自分でやるか頼むか。資格は民間資格だと知っておく
生前整理を看板にした資格がいくつもあります。国家資格ではなく、民間団体の認定です。生前整理アドバイザーは生前整理普及協会の認定で、2級から準1級、1級、認定指導員へ順に進む形で、途中の級からは受講できません。ほかに認定作業士、診断士、相談士などの講座が用意されています(一般社団法人生前整理普及協会 講座のご案内/2026年7月30日確認)。遺品整理士も民間の認定資格です。

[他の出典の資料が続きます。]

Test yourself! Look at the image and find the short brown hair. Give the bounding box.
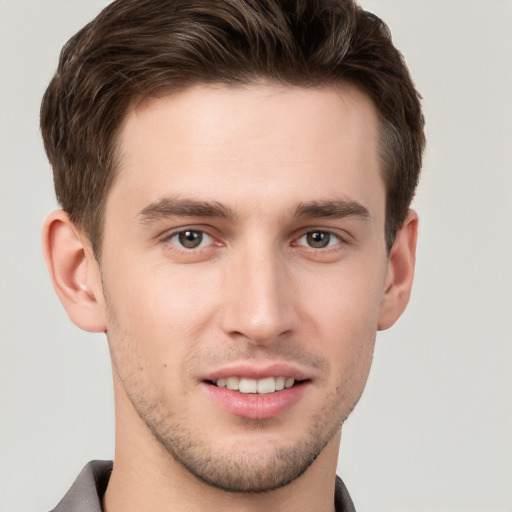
[41,0,425,258]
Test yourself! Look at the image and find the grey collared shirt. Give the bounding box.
[52,460,355,512]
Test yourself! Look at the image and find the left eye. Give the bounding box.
[169,229,213,249]
[296,231,340,249]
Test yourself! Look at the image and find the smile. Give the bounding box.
[214,377,295,395]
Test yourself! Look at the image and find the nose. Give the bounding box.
[222,242,297,345]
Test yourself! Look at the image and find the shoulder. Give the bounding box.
[52,460,112,512]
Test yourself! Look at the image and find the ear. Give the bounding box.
[378,210,418,331]
[42,210,106,332]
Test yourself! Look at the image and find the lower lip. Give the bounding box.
[202,381,309,420]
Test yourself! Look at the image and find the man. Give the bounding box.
[41,0,424,512]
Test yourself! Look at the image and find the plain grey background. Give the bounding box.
[0,0,512,512]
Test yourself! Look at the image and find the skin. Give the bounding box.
[43,84,417,512]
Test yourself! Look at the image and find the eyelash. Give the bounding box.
[163,228,346,253]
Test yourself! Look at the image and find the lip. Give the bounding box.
[201,381,310,420]
[200,363,311,382]
[200,364,311,420]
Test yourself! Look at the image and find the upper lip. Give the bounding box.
[201,363,311,382]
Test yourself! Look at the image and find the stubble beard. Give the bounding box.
[128,386,355,493]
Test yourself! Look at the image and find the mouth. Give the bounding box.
[205,376,306,395]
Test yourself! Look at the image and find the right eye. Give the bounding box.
[168,229,213,251]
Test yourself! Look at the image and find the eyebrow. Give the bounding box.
[137,197,236,224]
[295,199,370,220]
[137,196,370,224]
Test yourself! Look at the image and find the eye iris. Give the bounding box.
[178,231,203,249]
[306,231,331,249]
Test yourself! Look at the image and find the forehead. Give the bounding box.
[111,84,384,220]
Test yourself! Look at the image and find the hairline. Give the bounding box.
[90,80,396,264]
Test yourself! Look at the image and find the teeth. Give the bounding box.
[215,377,295,395]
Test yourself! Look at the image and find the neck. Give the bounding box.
[103,376,340,512]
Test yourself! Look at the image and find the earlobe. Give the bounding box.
[42,210,106,332]
[378,210,418,331]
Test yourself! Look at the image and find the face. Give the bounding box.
[101,84,388,491]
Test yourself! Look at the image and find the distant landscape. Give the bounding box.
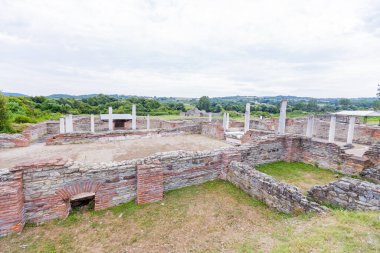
[0,92,380,133]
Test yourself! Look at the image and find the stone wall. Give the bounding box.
[242,134,372,174]
[240,129,275,144]
[22,122,47,142]
[46,125,200,145]
[0,134,30,148]
[0,122,47,148]
[227,161,324,214]
[308,178,380,210]
[0,169,25,236]
[201,121,226,140]
[0,135,378,234]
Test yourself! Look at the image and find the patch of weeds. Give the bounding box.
[37,240,57,253]
[56,212,81,227]
[108,200,146,215]
[237,242,259,253]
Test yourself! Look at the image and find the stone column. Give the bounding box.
[226,112,230,130]
[59,117,65,134]
[108,107,113,131]
[329,115,336,142]
[132,104,136,130]
[90,114,95,133]
[306,116,314,138]
[223,112,227,131]
[0,170,25,237]
[244,103,251,133]
[347,116,356,145]
[277,99,288,134]
[146,114,150,130]
[65,114,74,133]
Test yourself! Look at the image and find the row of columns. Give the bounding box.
[277,99,356,145]
[59,105,151,134]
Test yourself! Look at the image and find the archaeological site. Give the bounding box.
[0,100,380,239]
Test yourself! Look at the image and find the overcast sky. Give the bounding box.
[0,0,380,97]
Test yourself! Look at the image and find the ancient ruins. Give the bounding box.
[0,100,380,236]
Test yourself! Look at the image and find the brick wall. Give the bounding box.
[227,162,324,214]
[0,135,378,234]
[201,121,226,140]
[0,169,25,236]
[308,178,380,211]
[136,160,164,204]
[46,125,201,145]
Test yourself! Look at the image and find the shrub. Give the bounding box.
[14,115,36,123]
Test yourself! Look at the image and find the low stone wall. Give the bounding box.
[360,165,380,184]
[240,129,275,144]
[0,134,378,235]
[0,134,30,148]
[308,178,380,210]
[0,122,47,148]
[201,121,226,140]
[46,125,200,145]
[227,161,324,214]
[22,122,47,142]
[250,116,380,145]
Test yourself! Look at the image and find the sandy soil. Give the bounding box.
[0,135,229,168]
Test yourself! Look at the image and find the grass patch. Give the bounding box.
[256,161,343,193]
[0,180,380,253]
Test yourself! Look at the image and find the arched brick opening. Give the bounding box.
[56,180,102,211]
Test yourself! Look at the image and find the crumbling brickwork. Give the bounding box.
[0,135,378,234]
[308,178,380,210]
[201,121,226,140]
[227,162,324,214]
[137,160,164,204]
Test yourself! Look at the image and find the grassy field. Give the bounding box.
[256,162,342,193]
[0,181,380,253]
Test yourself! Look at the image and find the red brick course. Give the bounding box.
[137,160,164,204]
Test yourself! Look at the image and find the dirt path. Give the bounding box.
[0,135,229,168]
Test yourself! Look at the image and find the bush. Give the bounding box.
[14,115,36,123]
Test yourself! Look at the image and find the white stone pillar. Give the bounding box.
[223,112,227,130]
[108,107,113,131]
[278,99,288,134]
[65,114,74,133]
[226,112,230,130]
[244,103,251,133]
[329,115,336,143]
[146,114,150,130]
[90,114,95,133]
[306,116,314,138]
[59,117,65,134]
[132,104,136,130]
[347,116,356,145]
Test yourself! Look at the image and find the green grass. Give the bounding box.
[256,161,343,193]
[0,181,380,252]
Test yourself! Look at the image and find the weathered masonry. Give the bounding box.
[0,135,379,235]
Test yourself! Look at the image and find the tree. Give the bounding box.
[373,100,380,111]
[0,92,12,133]
[197,96,211,111]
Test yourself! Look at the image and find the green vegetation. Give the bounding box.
[0,180,380,252]
[0,92,12,133]
[256,162,342,193]
[0,95,185,132]
[0,94,380,132]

資格の有無は、作業の丁寧さや料金の妥当性を保証するものではありません。見るのは、一般廃棄物処理業の許可の有無、内訳のある見積書を出すか、キャンセル料の条件を先に示すかです。資格はその次の材料になります。
頼む範囲は切って渡せる
- 大型家具と家電の搬出だけ
- 1部屋だけ、物置と庭だけ
- 買取を併用して総額を下げる
- 立会いは誰がするか。立会いなしにすると、残す物の判断が業者に渡ります
料金は物量と搬出経路で動くため、2社以上の訪問見積もりが前提になります。生前整理は本人が立ち会って残す物を決めるので、遺品整理より仕分けの時間が長くなり、時間制の料金が向く場合もあります。間取り別の費用目安と、アドバイスのみ・財産目録の作成代行といった作業単位の料金は生前整理とは?親が元気なうちに決めておく5つのことに一覧で置いてあります。
料金と対応内容を先に比べる
遺品整理士が在籍する全国の業者を、地域と作業内容で絞って比較できます。相見積もりを前提に2社以上を候補に残すと、当日の追加料金の話に巻き込まれにくくなります。

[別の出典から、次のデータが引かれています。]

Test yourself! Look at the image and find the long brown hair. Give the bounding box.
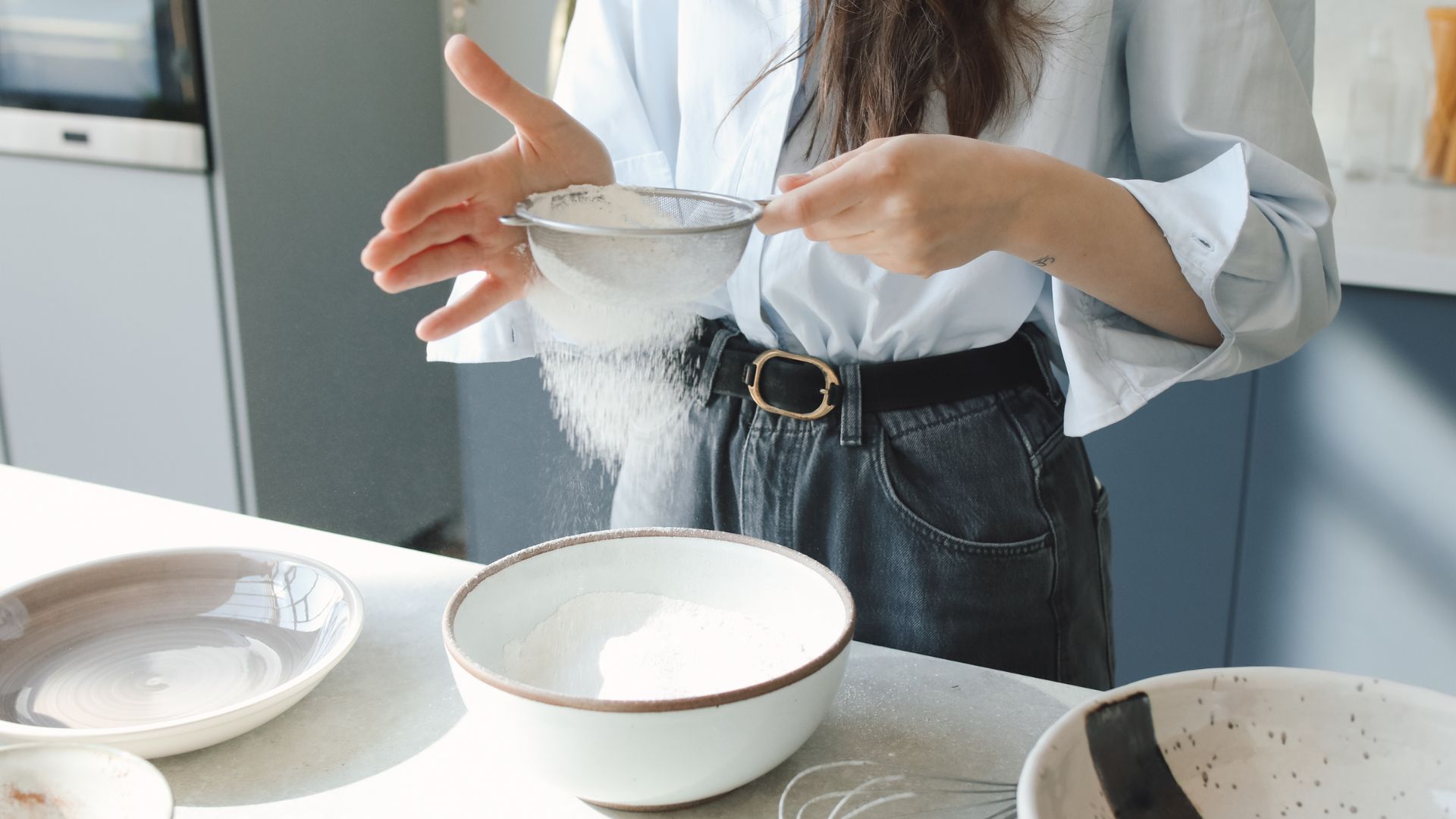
[738,0,1053,156]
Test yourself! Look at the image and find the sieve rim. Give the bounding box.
[500,185,763,237]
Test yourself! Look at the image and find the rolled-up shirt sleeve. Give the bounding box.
[1051,0,1339,436]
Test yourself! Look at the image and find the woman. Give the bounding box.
[362,0,1339,686]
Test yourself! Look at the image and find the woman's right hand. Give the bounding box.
[359,35,613,341]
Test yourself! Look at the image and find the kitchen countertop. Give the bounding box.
[0,466,1094,819]
[1334,177,1456,296]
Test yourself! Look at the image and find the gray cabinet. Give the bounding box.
[0,0,460,542]
[1086,376,1254,683]
[1232,287,1456,692]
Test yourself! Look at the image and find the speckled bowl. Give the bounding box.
[444,529,855,810]
[1016,667,1456,819]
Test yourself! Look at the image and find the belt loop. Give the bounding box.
[696,326,738,406]
[839,364,864,446]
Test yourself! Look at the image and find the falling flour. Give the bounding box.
[502,592,810,699]
[522,185,701,475]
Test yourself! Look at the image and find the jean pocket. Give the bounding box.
[874,413,1051,555]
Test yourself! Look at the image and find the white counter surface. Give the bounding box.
[0,466,1092,819]
[1335,177,1456,296]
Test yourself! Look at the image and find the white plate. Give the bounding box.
[0,549,362,758]
[0,743,172,819]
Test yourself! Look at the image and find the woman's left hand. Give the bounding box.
[758,134,1046,277]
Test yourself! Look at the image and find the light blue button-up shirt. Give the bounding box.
[428,0,1339,435]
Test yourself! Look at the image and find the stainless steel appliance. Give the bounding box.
[0,0,209,171]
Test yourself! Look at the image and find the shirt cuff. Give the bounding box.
[1054,144,1252,436]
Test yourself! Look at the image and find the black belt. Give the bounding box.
[693,323,1048,419]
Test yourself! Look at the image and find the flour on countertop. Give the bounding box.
[502,592,810,699]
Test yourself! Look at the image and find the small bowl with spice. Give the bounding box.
[444,529,855,810]
[0,743,172,819]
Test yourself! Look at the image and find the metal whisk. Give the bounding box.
[500,187,763,306]
[779,759,1016,819]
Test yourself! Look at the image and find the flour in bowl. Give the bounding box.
[504,592,810,699]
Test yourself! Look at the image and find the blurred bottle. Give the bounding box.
[1417,8,1456,185]
[1345,29,1401,179]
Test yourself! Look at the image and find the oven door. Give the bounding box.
[0,0,209,171]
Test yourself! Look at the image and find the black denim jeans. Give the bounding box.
[611,322,1112,688]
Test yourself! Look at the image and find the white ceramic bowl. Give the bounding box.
[0,743,172,819]
[1016,667,1456,819]
[444,529,855,810]
[0,548,364,758]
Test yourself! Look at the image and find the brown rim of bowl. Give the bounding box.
[441,528,855,713]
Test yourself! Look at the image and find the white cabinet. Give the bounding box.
[0,156,242,510]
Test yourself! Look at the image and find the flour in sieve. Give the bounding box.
[502,592,810,699]
[526,185,699,474]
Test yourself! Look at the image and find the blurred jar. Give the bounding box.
[1417,6,1456,185]
[1345,29,1401,179]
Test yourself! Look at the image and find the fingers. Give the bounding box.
[415,251,532,341]
[804,201,883,242]
[374,237,486,293]
[446,33,565,131]
[359,206,477,272]
[758,155,872,234]
[777,140,885,194]
[828,231,883,256]
[380,153,508,233]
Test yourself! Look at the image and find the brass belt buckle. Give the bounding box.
[748,350,839,421]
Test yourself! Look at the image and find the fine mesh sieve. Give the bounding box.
[500,187,763,305]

遺品整理の料金を比べる生前整理のやることについてよくある質問
何から始めればいいですか
金と契約の在りかを1枚にすることからです。金額を書く必要はありません。金融機関名、保険、毎月の引き落とし、借入の有無の4行でも、死亡後の期限に間に合う情報になります。
親が話に乗りません
片づけを議題から外してください。納税通知書、墓の管理料、保険の更新のような紙を指して1項目だけ聞く形にすると続きます。1回の帰省で1項目で十分です。
業者に頼むタイミングはいつですか
4つの箱のうち、渡す物と売る物が決まってからです。決まる前に呼ぶと、判断を業者に預ける形になり、後から後悔が出ます。逆に、大型家具の搬出だけを先に頼むのは順番として問題ありません。
費用はどのくらい見ておけばいいですか
公表されている目安でも、同じ間取りで下限と上限が数倍違います。金額を1点で覚えるより、幅が出る理由(物量、搬出経路、買取の有無、階数とエレベーター)を押さえたほうが見積書を読めます。
相続登記や税金の判断も生前整理でできますか
判断はできません。登記の申請の代理や書面の作成を業として行えるのは司法書士と弁護士で、税額の計算は税理士の領域です。生前整理でやれるのは、名義、持分、建築年、相続人の数、借入の有無をそろえておくことまでです。そこまで用意すると、専門家に会ってからの時間が短くなります。